Di sisi lain sebanyak 14 ormas Islam yang tergabung dalam Lembaga Persahabatan Ormas Islam (LPOI) justru mendukung langkah pemerintah dan mendesak supaya pemerintah segera merealisasikan rencana untuk membubarkan ormas Hizbut Tahrir Indonesia (HTI) dan ormas radikal anti Pancasila lainnya.

Perppu Ormas
Ketua Umum Pengurus Besar Nahdlatul Ulama (PBNU) Said Aqil Siradj (Photo : Antara)

Seperti yang termuat dalam situs resmi NU, Ketua Umum Pengurus Besar Nahdlatul Ulama (PBNU) Said Aqil Siradj mengatakan bahwa pemerintah perlu segera mewujudkan komitmennya untuk menindak tegas ormas yang anti Pancasila dan UUD 1945 seperti HTI

Menurut Said Aqil, konstitusi secara jelas menjamin kebebasan berserikat dalam bentuk organisasi masyarakat. Namun, jika sudah bertentangan dengan dasar negara kita, maka pemerintah berhak untuk membatasi perkembangannya.

Pancasila sebagai ideologi negara telah disepakati oleh berbagai golongan masyarakat, hal ini lah yang membuat negara kita ini terlepas dari berbagai krisis dan tetap bersatu dalam perbedaan.

Jika ormas radikal anti Pancasila terus dibiarkan, maka masyarakat awam akan menganggap bahwa ormas semacam itu adalah benar dan dibenarkan oleh negara.

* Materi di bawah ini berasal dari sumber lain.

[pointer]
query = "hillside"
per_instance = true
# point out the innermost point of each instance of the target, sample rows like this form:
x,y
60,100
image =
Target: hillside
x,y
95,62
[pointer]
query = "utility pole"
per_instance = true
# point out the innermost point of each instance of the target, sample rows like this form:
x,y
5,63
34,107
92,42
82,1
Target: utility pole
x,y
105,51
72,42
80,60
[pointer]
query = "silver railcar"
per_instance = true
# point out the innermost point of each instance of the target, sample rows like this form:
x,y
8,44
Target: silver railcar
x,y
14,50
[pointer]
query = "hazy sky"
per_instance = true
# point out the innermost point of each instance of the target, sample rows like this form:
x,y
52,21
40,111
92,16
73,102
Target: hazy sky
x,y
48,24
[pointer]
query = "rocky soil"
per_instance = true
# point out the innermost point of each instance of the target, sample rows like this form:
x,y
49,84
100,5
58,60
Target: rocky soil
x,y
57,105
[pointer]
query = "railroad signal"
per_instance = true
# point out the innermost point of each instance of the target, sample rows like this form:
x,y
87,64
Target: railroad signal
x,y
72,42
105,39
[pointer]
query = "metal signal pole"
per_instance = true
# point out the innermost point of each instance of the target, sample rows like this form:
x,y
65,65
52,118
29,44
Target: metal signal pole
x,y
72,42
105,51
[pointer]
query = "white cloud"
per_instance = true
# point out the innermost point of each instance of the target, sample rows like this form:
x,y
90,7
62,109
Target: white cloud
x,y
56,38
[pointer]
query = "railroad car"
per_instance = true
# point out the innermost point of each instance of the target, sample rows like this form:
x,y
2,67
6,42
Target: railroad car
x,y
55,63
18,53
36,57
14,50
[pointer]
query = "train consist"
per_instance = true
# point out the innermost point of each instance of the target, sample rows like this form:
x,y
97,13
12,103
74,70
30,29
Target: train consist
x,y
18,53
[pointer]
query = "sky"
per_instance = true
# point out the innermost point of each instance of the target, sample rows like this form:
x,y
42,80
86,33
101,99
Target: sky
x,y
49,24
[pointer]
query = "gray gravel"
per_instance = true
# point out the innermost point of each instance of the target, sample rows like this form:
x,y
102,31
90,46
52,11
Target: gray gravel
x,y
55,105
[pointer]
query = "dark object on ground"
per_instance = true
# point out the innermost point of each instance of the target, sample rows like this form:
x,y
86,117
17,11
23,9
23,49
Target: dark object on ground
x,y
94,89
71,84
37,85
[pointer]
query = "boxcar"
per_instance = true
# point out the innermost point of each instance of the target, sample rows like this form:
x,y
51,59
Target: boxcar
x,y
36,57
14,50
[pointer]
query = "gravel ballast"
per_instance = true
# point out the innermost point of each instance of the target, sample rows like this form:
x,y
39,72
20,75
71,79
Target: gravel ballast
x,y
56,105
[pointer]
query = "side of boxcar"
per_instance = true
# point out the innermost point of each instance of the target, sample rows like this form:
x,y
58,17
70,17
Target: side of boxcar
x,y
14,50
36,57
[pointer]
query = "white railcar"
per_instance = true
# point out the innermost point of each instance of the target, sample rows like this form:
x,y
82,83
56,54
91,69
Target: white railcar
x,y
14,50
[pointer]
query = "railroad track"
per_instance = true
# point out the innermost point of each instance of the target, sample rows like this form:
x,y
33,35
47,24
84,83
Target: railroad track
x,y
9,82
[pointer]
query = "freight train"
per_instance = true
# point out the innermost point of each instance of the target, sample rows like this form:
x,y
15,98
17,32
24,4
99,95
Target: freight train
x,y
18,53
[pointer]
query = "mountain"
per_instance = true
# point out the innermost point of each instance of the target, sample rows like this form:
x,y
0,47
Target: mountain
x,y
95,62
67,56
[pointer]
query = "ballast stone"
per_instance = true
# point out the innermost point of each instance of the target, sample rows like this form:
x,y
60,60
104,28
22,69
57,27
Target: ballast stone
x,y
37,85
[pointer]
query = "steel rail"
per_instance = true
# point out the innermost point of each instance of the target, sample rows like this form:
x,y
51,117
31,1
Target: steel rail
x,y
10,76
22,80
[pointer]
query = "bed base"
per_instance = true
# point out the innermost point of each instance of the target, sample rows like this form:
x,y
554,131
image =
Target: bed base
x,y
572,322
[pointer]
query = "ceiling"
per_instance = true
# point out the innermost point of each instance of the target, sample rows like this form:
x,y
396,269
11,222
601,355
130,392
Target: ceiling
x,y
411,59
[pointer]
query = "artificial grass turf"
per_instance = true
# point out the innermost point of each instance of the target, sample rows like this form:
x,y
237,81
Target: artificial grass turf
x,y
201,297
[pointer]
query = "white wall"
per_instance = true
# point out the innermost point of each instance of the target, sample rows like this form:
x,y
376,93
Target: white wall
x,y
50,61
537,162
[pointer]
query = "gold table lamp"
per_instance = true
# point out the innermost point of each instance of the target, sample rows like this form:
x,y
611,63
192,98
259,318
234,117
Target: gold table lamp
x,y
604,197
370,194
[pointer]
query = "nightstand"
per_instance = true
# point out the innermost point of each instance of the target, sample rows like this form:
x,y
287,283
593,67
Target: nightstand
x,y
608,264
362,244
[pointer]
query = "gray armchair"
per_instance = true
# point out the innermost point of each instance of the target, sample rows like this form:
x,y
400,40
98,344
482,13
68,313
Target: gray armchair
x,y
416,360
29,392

Kalau hal seperti ini terus menerus dibiarkan berlangsung, maka jumlah masyarakat yang mendukung radikalisme dan anti-Pancasila akan terus berlipat. Bisa dibayangkan bagaimana masa depan negara kita ini, negara ini bisa hancur karena konflik seperti Suriah, Irak, dan Yaman

“Selama ini pemerintah tidak pernah melarang setiap orang membentuk ormas. Namun, Pancasila harus tetap dijadikan sebagai dasar dan asas dari setiap ormas yang dibentuk, ormas radikal seperti HTI yang ingin mendirikan khilafah telah merasuk ke masyarakat bahkan ke kampus-kampus. Hal tersebut mengancam kebhinekaan, demokrasi dan Pancasila ” kata Said.

Menunggu pembahasan di DPR

Saat ini Perppu pembubaran ormas tersebut telah diajukan oleh pemerintah kepada Dewan Perwakilan Rakyat Republik Indonesia (DPR-RI) untuk kemudian dibahas menjadi undang-undang sesuai dengan mekanisme yang berlaku.

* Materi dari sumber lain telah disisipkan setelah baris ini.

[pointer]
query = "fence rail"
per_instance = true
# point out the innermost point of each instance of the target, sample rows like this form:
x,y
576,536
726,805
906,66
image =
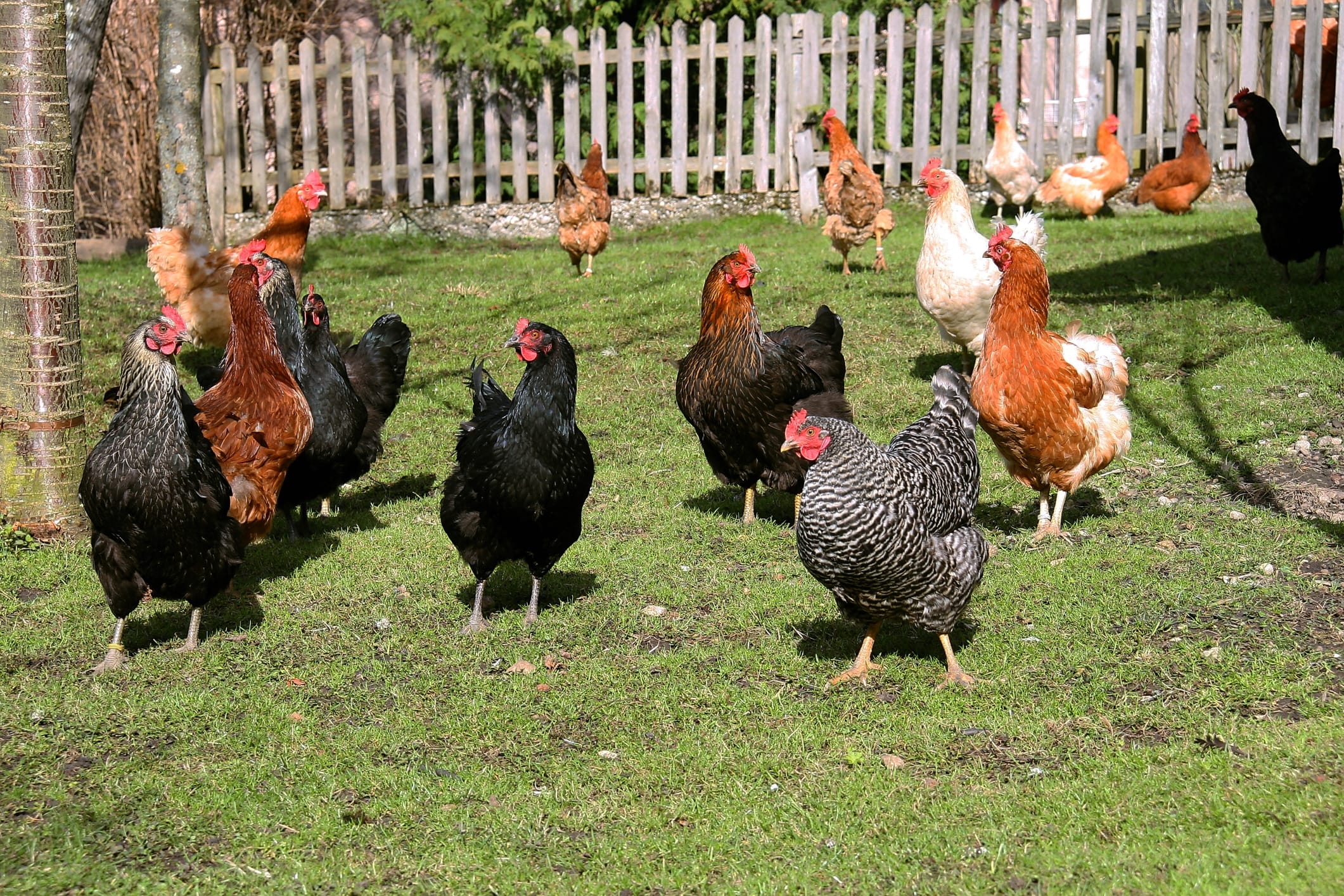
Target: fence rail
x,y
729,116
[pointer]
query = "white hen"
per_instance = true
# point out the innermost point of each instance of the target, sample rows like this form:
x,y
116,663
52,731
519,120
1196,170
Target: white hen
x,y
954,281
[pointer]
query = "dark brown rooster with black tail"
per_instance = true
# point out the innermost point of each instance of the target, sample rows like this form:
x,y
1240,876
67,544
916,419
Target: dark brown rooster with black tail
x,y
155,495
738,386
889,528
523,468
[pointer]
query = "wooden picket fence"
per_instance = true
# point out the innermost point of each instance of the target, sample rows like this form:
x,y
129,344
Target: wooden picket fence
x,y
750,135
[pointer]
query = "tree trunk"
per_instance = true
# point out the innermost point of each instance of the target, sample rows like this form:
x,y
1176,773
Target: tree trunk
x,y
84,49
42,426
182,158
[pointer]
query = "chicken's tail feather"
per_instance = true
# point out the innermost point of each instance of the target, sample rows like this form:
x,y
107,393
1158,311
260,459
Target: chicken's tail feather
x,y
952,391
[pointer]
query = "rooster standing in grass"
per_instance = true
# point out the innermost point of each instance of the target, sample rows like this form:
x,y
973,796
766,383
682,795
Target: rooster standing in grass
x,y
857,208
525,468
1051,404
889,528
738,386
157,499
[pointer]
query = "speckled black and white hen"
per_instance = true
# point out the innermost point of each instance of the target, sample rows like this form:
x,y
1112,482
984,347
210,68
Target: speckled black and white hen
x,y
157,499
889,528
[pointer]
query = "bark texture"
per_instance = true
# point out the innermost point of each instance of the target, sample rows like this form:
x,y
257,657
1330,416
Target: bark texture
x,y
42,426
182,158
84,48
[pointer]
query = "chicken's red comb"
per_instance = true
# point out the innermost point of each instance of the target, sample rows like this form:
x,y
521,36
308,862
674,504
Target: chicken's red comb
x,y
171,314
1001,236
252,249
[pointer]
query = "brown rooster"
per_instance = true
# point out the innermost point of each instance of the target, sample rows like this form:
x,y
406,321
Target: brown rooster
x,y
195,280
1087,183
1051,404
739,386
582,213
256,417
1175,184
857,208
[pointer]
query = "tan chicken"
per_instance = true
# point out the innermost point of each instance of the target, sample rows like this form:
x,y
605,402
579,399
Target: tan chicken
x,y
1175,184
1051,404
580,208
857,208
1087,183
1008,169
195,280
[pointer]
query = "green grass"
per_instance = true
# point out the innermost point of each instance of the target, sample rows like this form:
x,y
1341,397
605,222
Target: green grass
x,y
1155,714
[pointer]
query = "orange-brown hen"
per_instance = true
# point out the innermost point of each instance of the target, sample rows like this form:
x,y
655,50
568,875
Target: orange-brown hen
x,y
1175,184
584,213
195,280
857,208
1087,183
1051,404
256,417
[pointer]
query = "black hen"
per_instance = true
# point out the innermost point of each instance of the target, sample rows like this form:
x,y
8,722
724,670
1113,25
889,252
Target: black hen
x,y
889,530
738,386
1297,205
523,468
157,499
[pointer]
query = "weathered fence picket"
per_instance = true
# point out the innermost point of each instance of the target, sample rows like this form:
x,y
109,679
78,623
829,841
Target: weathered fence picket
x,y
1152,70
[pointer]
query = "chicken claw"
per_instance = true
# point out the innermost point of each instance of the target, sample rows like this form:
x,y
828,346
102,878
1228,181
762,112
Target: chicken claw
x,y
863,664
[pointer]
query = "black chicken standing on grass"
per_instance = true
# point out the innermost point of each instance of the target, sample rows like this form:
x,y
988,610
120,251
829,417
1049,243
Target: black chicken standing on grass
x,y
889,530
155,495
523,468
1297,205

Rencananya Perppu pembubaran ormas tersebut akan dibacakan secara resmi dalam Rapat Paripurna DPR. Kemudian akan diproses melalui pembahasan oleh anggota dewan dalam jangka waktu sekali masa sidang.

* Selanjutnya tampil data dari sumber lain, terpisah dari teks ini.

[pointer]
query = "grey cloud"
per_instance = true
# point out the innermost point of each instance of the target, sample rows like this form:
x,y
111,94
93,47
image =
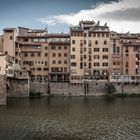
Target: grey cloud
x,y
132,14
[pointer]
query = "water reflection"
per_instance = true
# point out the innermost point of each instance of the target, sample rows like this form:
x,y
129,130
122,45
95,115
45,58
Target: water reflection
x,y
74,118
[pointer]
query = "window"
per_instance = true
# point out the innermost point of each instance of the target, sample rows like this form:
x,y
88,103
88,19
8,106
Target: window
x,y
105,64
89,65
53,54
81,42
96,42
90,44
46,69
65,61
53,47
11,37
114,50
81,65
96,56
16,53
94,34
118,50
105,50
96,49
39,54
72,56
25,39
65,54
32,69
73,63
25,54
45,63
98,34
127,64
73,41
32,54
105,57
89,51
54,62
85,34
107,34
59,47
46,54
65,47
96,64
89,57
85,42
39,69
85,56
73,49
59,55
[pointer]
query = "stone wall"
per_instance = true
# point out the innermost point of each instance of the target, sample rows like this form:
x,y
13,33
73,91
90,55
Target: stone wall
x,y
92,88
95,88
3,95
39,87
128,88
17,88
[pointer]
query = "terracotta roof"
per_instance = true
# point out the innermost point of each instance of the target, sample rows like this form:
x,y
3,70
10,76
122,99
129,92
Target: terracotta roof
x,y
8,29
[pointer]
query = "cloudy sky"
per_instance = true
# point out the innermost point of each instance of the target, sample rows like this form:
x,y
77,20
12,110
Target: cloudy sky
x,y
57,15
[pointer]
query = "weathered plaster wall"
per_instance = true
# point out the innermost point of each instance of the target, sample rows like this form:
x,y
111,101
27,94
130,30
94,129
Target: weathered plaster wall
x,y
3,95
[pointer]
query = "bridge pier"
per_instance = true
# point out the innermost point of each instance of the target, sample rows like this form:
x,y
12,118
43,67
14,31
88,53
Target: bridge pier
x,y
3,94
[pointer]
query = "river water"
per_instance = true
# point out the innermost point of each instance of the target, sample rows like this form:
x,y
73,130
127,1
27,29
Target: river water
x,y
70,118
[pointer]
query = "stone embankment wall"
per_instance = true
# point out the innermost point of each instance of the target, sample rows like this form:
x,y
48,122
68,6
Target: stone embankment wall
x,y
17,88
3,96
39,87
90,88
95,88
128,88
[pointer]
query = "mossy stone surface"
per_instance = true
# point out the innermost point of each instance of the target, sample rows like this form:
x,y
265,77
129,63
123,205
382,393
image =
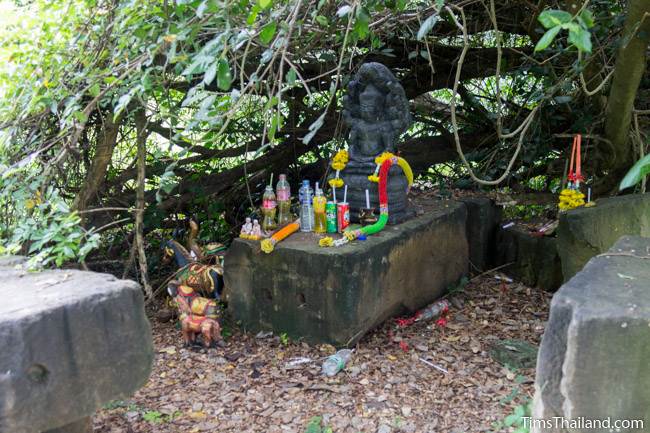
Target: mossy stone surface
x,y
335,295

Apabila disetujui oleh DPR, maka Perppu tersebut akan langsung menjadi Undang Undang. Namun, kalau tidak disetujui, maka kembali ke UU Nomor 17 Tahun 2013

Wakil Ketua Dewan Perwakilan Rakyat Republik Indonesia Agus Hermanto mengatakan “DPR akan memproses sesuai peraturan perundang-undangan karena Perppu adalah diskresi pemerintah,” ujarnya di Senayan, Jakarta, Kamis, 13/7/2017.